$\cos\theta=\sin(\theta\pm\frac{\pi}{2})$?

Question

This question came in the Dhaka University admission exam 2019-20

Q) Two particles are oscillating with simple harmonic motion. If their displacements are described by $x_1=A\sin\omega t$ and $x_2=A\cos\omega t$, what will be the phase difference between them at any instant?

(a) $2\pi$

(b) $\pi$

(c) $\frac{\pi}{2}$

(d) $\frac{\pi}{4}$

My third-party question bank's attempt:

$$x_1=A\sin\omega t$$

$$x_2=A\cos\omega t=A\sin(\omega t\pm\frac{\pi}{2})\tag{1}$$

The phase angle of the first particle is $\omega t$ at time $t$; the phase angle of the second particle is $\omega t\pm \frac{\pi}{2}$ at time $t$.

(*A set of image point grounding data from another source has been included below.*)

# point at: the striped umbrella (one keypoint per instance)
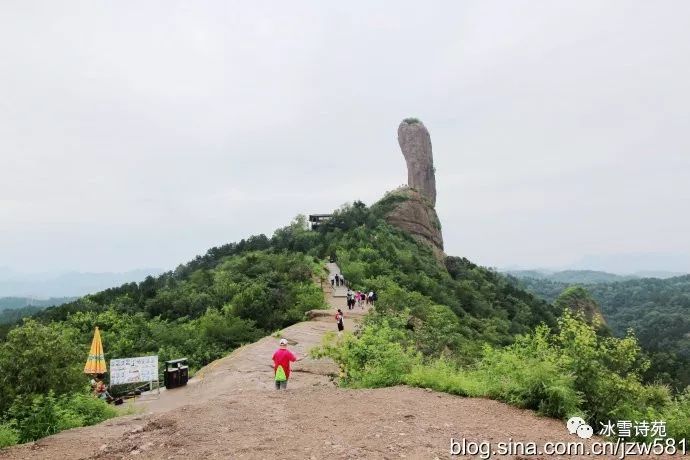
(95, 364)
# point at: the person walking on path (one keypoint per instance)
(281, 365)
(339, 319)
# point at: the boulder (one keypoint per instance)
(415, 144)
(412, 208)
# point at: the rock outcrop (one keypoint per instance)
(413, 208)
(415, 144)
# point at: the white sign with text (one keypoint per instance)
(134, 370)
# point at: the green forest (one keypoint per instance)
(446, 324)
(657, 310)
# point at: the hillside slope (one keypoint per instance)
(230, 410)
(657, 310)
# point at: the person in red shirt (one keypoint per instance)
(281, 365)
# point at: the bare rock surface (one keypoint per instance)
(231, 411)
(415, 143)
(416, 213)
(416, 216)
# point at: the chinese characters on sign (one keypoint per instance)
(134, 370)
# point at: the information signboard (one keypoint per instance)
(134, 370)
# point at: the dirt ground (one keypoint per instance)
(230, 410)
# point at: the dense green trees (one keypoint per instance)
(470, 327)
(658, 310)
(201, 311)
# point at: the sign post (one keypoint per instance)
(135, 370)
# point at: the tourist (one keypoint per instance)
(339, 319)
(100, 389)
(281, 364)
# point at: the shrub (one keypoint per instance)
(36, 416)
(8, 435)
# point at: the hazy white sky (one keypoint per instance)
(141, 133)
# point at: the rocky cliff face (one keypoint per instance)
(412, 208)
(415, 144)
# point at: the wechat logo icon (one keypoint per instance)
(577, 425)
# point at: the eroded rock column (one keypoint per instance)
(415, 144)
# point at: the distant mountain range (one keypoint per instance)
(69, 284)
(588, 276)
(20, 302)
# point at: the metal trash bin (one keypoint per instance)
(176, 373)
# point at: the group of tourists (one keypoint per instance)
(338, 280)
(360, 299)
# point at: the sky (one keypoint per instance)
(140, 133)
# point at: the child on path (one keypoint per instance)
(281, 365)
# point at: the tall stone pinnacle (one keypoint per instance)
(415, 144)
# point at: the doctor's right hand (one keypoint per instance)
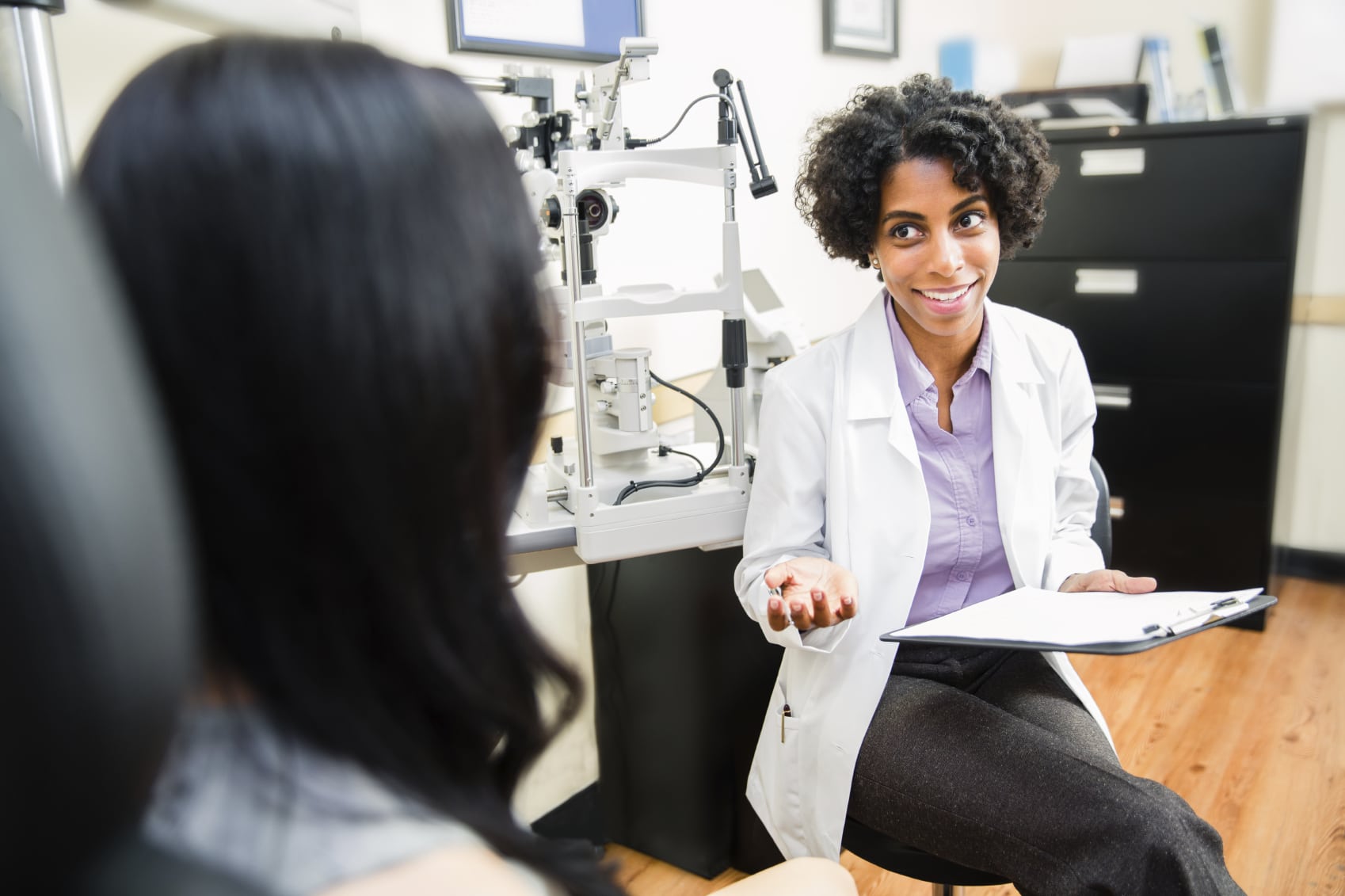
(813, 593)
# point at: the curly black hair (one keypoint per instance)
(852, 151)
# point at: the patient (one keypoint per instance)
(333, 269)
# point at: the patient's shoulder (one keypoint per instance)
(468, 869)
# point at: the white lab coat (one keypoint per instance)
(840, 478)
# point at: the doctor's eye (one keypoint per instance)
(971, 219)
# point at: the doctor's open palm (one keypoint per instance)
(814, 593)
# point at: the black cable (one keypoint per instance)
(637, 144)
(676, 483)
(665, 450)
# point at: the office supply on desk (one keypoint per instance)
(1225, 90)
(1084, 622)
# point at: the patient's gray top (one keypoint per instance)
(235, 795)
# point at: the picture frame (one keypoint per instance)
(859, 27)
(577, 30)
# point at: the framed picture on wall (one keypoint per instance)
(583, 30)
(859, 27)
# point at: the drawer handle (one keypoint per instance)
(1106, 281)
(1115, 397)
(1111, 163)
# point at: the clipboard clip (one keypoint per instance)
(1219, 610)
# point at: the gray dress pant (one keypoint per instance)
(988, 759)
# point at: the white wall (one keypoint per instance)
(775, 48)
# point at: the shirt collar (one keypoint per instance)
(913, 379)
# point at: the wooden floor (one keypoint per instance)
(1246, 726)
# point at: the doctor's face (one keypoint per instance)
(938, 250)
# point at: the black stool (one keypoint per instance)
(908, 861)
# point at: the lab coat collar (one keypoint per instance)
(873, 377)
(1009, 354)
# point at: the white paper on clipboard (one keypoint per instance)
(1033, 615)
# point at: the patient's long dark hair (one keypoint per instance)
(330, 260)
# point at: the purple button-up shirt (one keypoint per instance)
(965, 560)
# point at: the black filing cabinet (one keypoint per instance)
(1169, 250)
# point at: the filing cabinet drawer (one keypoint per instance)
(1192, 443)
(1212, 322)
(1193, 545)
(1206, 196)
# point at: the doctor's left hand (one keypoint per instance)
(815, 593)
(1110, 580)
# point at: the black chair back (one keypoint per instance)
(96, 620)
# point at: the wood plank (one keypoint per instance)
(1248, 726)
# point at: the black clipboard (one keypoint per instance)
(1114, 647)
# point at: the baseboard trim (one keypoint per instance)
(1318, 566)
(580, 817)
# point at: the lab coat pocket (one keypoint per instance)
(780, 761)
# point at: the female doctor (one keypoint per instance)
(932, 455)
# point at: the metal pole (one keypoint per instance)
(736, 410)
(578, 353)
(30, 86)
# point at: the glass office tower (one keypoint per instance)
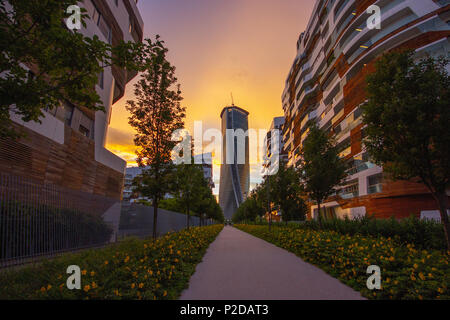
(235, 168)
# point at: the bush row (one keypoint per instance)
(132, 269)
(406, 272)
(424, 234)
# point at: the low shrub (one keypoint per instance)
(132, 269)
(406, 271)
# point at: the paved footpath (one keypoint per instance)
(239, 266)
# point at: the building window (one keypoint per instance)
(99, 20)
(351, 190)
(374, 184)
(84, 131)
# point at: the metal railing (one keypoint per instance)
(38, 219)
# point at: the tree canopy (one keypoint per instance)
(321, 168)
(43, 62)
(155, 114)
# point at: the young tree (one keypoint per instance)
(249, 210)
(286, 193)
(321, 169)
(407, 117)
(156, 115)
(43, 63)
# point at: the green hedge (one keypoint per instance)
(406, 272)
(132, 269)
(424, 234)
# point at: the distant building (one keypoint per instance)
(207, 165)
(234, 175)
(272, 156)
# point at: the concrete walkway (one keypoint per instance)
(238, 266)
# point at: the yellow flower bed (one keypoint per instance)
(132, 269)
(406, 272)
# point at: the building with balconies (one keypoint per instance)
(274, 146)
(326, 85)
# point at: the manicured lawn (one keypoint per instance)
(132, 269)
(406, 272)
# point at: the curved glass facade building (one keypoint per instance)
(235, 168)
(327, 84)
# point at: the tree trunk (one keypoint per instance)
(442, 200)
(155, 217)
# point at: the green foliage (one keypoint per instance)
(286, 193)
(155, 115)
(249, 210)
(189, 187)
(321, 169)
(407, 117)
(132, 270)
(406, 272)
(282, 189)
(65, 63)
(38, 224)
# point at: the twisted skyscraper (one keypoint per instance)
(235, 169)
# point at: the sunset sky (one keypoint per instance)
(221, 46)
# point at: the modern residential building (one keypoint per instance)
(273, 157)
(68, 148)
(235, 168)
(326, 84)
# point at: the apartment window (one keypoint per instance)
(68, 113)
(374, 184)
(351, 190)
(84, 131)
(99, 20)
(101, 79)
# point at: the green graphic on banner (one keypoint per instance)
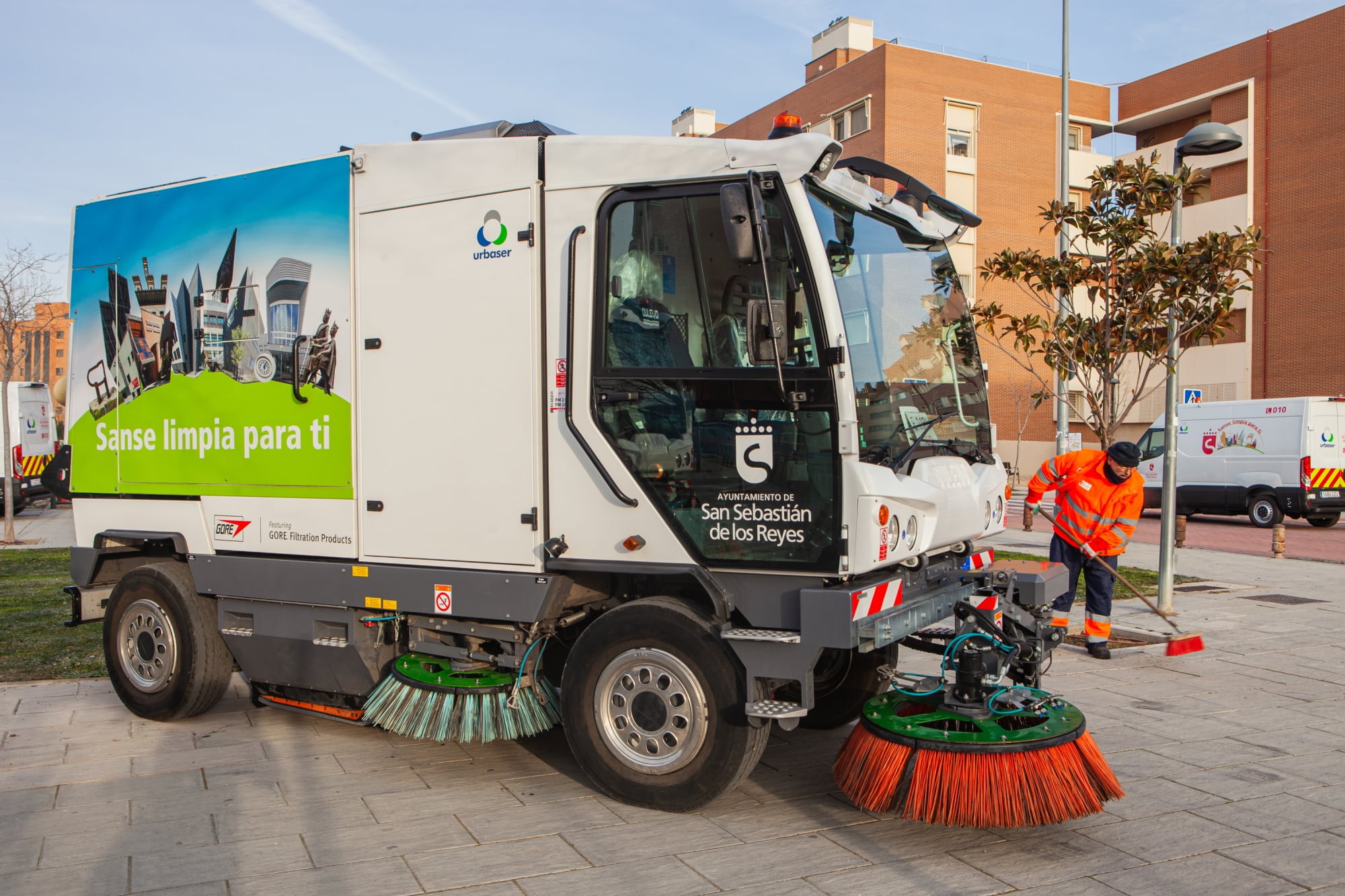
(209, 434)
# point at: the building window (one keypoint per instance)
(848, 123)
(962, 131)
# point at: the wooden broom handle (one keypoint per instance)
(1114, 573)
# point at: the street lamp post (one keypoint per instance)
(1203, 140)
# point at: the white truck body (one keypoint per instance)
(1285, 452)
(497, 388)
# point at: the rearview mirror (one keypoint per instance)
(738, 222)
(767, 339)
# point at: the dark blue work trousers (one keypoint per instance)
(1098, 584)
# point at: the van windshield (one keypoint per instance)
(910, 334)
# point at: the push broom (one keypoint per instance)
(428, 698)
(973, 752)
(1179, 642)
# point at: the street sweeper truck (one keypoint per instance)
(467, 436)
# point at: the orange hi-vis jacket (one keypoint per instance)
(1090, 509)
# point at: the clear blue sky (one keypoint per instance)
(110, 96)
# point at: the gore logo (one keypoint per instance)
(231, 528)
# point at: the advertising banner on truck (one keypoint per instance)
(212, 341)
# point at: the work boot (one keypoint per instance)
(1100, 650)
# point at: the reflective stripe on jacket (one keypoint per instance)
(1090, 509)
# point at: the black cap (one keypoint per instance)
(1125, 454)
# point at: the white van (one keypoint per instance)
(32, 439)
(1268, 459)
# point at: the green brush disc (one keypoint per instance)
(434, 673)
(923, 724)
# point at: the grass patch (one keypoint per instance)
(34, 643)
(1145, 580)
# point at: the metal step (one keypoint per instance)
(779, 635)
(775, 709)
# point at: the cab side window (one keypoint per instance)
(677, 299)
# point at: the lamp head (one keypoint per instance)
(1208, 139)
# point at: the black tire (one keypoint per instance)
(1265, 512)
(843, 682)
(715, 748)
(162, 645)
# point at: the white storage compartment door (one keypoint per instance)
(449, 404)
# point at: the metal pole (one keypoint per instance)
(1168, 522)
(1063, 244)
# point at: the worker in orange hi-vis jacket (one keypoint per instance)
(1098, 505)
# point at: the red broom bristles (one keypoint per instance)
(978, 790)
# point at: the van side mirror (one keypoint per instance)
(738, 222)
(767, 339)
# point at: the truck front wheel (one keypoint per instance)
(1265, 512)
(653, 702)
(162, 645)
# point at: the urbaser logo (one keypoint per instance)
(232, 528)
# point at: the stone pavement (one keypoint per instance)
(1230, 758)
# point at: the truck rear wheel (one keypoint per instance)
(1265, 512)
(162, 645)
(653, 702)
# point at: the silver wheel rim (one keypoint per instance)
(147, 646)
(652, 710)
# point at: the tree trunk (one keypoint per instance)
(7, 460)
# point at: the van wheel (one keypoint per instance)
(1265, 512)
(162, 645)
(653, 702)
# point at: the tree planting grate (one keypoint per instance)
(1282, 599)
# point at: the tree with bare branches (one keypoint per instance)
(25, 283)
(1124, 279)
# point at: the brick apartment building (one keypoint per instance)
(983, 135)
(1285, 93)
(45, 346)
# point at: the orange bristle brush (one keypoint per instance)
(923, 762)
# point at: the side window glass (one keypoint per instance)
(743, 482)
(676, 298)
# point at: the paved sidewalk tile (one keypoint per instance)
(771, 860)
(914, 877)
(393, 838)
(664, 876)
(1047, 858)
(379, 877)
(494, 862)
(206, 864)
(1313, 860)
(1174, 836)
(1276, 817)
(104, 877)
(665, 836)
(130, 841)
(541, 818)
(787, 818)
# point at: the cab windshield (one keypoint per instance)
(910, 335)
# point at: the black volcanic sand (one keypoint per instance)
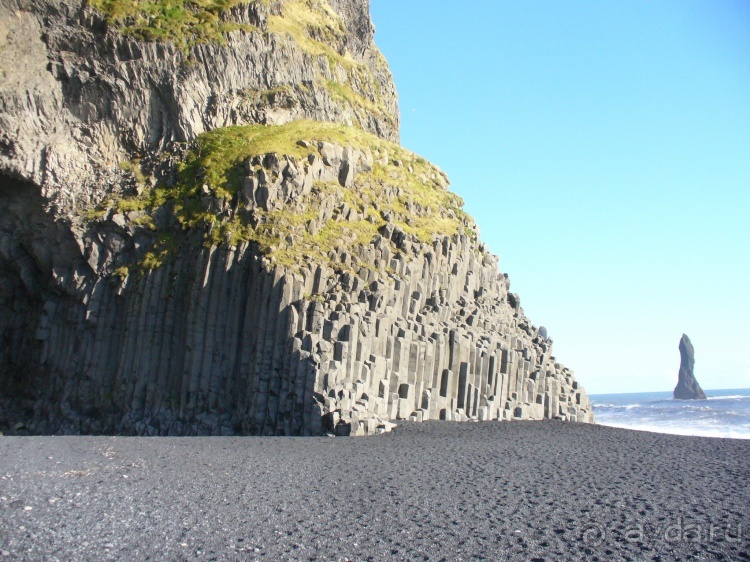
(432, 491)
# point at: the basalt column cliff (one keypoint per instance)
(207, 227)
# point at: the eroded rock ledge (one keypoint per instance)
(219, 237)
(350, 338)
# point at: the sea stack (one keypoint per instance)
(687, 387)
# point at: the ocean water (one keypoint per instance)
(726, 413)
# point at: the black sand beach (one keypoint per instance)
(432, 491)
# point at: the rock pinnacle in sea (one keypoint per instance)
(687, 387)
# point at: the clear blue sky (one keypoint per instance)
(604, 150)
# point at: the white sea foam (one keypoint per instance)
(729, 433)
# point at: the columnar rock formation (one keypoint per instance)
(286, 277)
(687, 386)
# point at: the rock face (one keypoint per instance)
(687, 387)
(284, 277)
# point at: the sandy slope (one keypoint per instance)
(432, 491)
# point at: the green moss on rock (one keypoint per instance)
(401, 188)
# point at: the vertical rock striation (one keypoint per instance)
(287, 277)
(687, 386)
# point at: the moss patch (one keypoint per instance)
(182, 22)
(402, 188)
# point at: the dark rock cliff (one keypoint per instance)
(218, 235)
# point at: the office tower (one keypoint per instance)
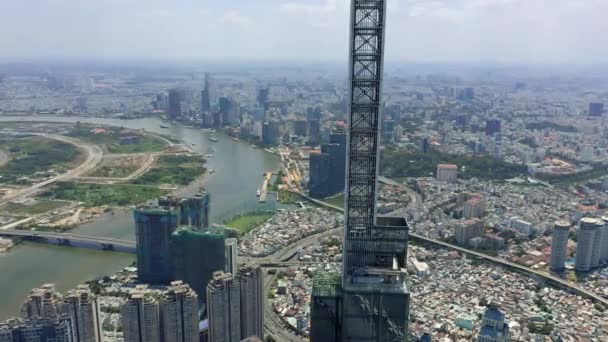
(596, 249)
(447, 173)
(81, 306)
(493, 126)
(252, 301)
(493, 326)
(374, 298)
(604, 241)
(37, 330)
(231, 251)
(42, 302)
(388, 130)
(196, 255)
(314, 130)
(300, 128)
(559, 245)
(193, 211)
(141, 316)
(271, 132)
(153, 228)
(596, 109)
(468, 230)
(230, 112)
(179, 313)
(224, 308)
(474, 207)
(318, 184)
(584, 245)
(176, 99)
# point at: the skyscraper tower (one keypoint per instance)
(81, 306)
(584, 245)
(252, 302)
(179, 313)
(559, 245)
(224, 308)
(141, 317)
(374, 298)
(153, 228)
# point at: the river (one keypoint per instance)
(239, 168)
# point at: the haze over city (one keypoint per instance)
(502, 31)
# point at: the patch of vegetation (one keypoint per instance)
(338, 200)
(403, 163)
(35, 156)
(552, 125)
(245, 223)
(94, 195)
(114, 171)
(41, 206)
(287, 196)
(174, 170)
(110, 138)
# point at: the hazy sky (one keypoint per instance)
(571, 31)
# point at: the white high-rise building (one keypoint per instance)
(179, 313)
(82, 308)
(232, 251)
(252, 302)
(141, 316)
(224, 309)
(42, 302)
(559, 245)
(584, 247)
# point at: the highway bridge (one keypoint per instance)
(73, 240)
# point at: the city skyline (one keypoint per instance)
(503, 31)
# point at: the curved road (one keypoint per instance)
(94, 155)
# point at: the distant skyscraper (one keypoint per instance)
(252, 302)
(447, 173)
(141, 317)
(37, 330)
(230, 112)
(81, 306)
(196, 255)
(373, 298)
(153, 229)
(232, 262)
(493, 326)
(493, 126)
(320, 169)
(596, 109)
(224, 308)
(584, 246)
(179, 313)
(559, 245)
(176, 102)
(42, 302)
(271, 132)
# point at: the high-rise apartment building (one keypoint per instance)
(252, 301)
(196, 255)
(493, 326)
(447, 173)
(179, 313)
(141, 316)
(373, 297)
(584, 246)
(224, 308)
(153, 229)
(231, 252)
(81, 306)
(43, 302)
(559, 245)
(37, 329)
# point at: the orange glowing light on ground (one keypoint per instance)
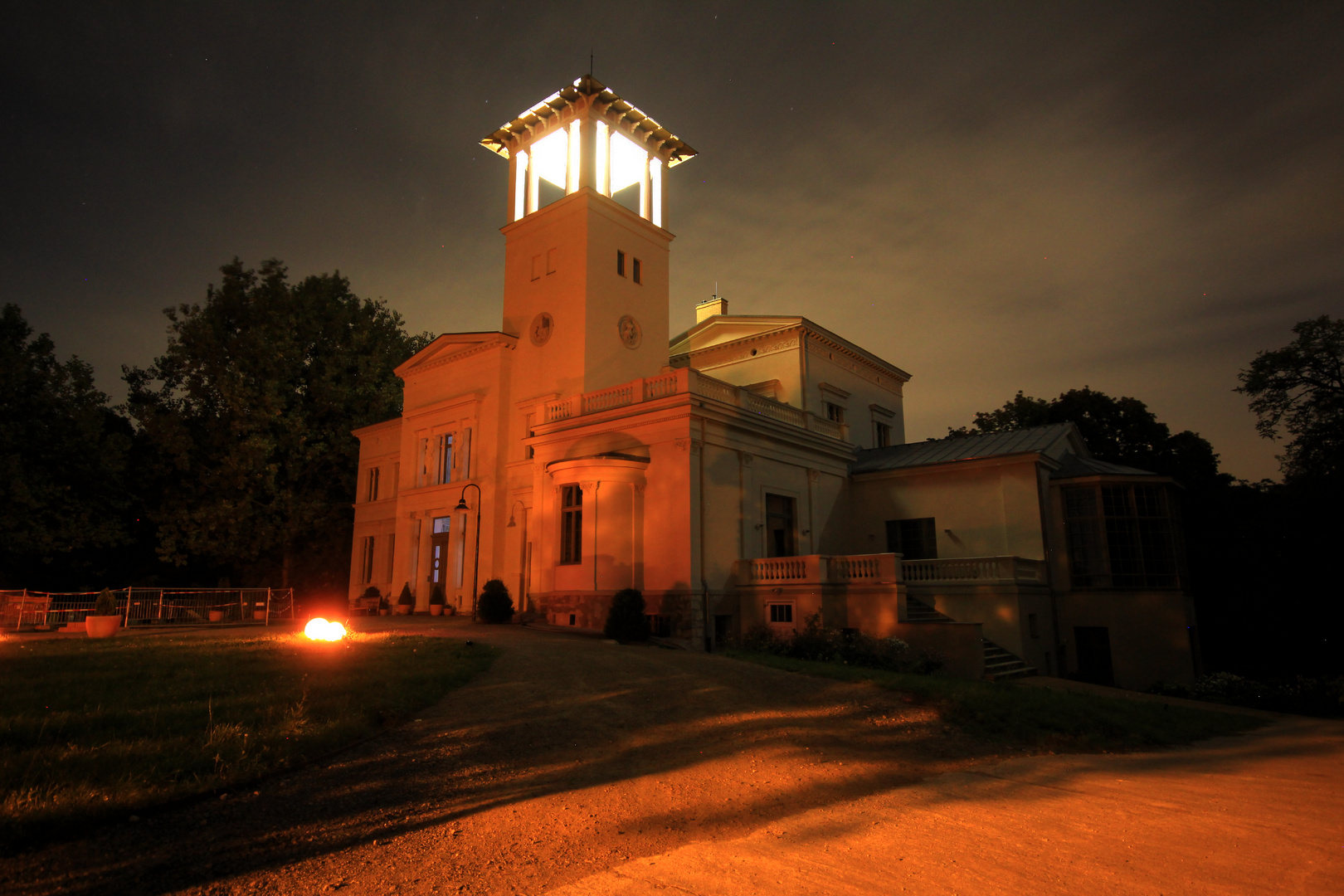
(319, 629)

$\therefore$ Phase difference, $\Delta \delta=(\omega t \pm \frac{\pi}{2})-\omega t=\pm \frac{\pi}{2}$. So, the answer is (c).

My comments:

$(1)$ seems dubious.

$$A\cos\omega t=A\sin(\omega t\pm\frac{\pi}{2})$$

$(1)$ can be broken down to two separate equations $(a)$ and $(b)$:

$$A\cos\omega t=A\sin(\omega t+\frac{\pi}{2})\tag{a}$$

$$A\cos\omega t=A\sin(\omega t-\frac{\pi}{2})\tag{b}$$

$(a)$ is a correct statement. However, $(b)$ seems to be incorrect:

$$A\sin(\omega t-\frac{\pi}{2})$$

$$=-A\sin(\frac{\pi}{2} - \omega t)$$

$$=-A\cos\omega t$$

$$\neq A\cos\omega t$$

So, $(b)$ seems to be an incorrect statement. By extension, (1) also seems to be an incorrect statement.

My questions:

1. Isn't the question bank's attempt wrong?
2. What corrections have to be made to make the question bank's attempt completely correct?